An initial benchmarking study between the unconstrained ADoK-S and the constrained PI-ADoK-S, showed that PI-ADoK-S required 43.75% fewer experiments to discover the true model, highlighting its efficiency. Despite this improvement, the stochasticity inherent in GP suggests the need for further validation through additional trials to make stronger conclusions (currently underway). Uncertainty quantification revealed a slight bias in parameter distribution, potentially due to dataset noise or issues with parameter identifiability (see attachment). This suggests that the model could fit the data within uncertainty bounds through multiple parameter combinations, pointing to the complexity of accurately capturing system dynamics under uncertainty and limited data.
- Conclusions
This study introduces PI-ADoK-S, an advancement of the ADoK-S algorithm, featuring the integration of mathematical constraints for prior knowledge injection and an uncertainty quantification method using the MH algorithm. The inclusion of constraints streamlines the GP algorithm, significantly reducing the experimental burden by 43.75%, though further testing is required for robust validation.
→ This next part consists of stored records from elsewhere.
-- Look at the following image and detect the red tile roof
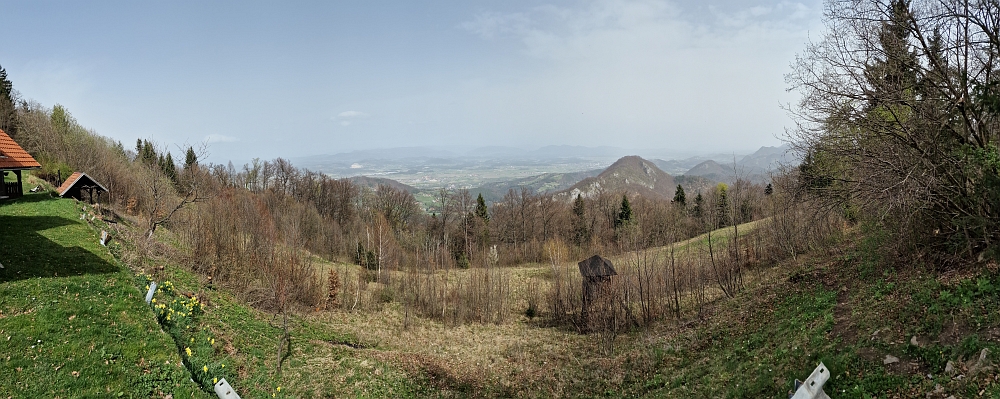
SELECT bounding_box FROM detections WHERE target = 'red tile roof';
[0,130,42,170]
[56,172,83,196]
[56,172,108,197]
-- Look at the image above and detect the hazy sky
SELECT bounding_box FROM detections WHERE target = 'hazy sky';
[0,0,823,162]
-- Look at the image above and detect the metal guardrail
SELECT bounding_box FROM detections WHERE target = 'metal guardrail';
[788,362,830,399]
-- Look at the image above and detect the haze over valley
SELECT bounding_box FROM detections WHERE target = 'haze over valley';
[0,0,1000,399]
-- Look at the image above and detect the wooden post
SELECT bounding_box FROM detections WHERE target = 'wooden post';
[14,170,24,197]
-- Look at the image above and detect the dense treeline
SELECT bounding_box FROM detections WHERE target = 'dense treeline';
[3,65,837,342]
[788,0,1000,264]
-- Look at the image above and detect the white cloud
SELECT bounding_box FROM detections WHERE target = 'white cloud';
[205,134,240,144]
The uncertainty quantification aspect enhances the understanding of the reliability of a certain model’s predictions, which can be used to guide future investigative efforts. These improvements underscore PI-ADoK-S as a significant upgrade over ADoK-S, both in terms of efficiency and depth of analysis, marking it as a valuable tool for experts in kinetic modeling and chemical process research.
References
[1] Neumann P, Cao L, Russo D, Vassiliadis VS, Lapkin AA. A new formulation for symbolic regression to identify physico-chemical laws from experimental data. J Chem Eng. 2020 May;387:123412.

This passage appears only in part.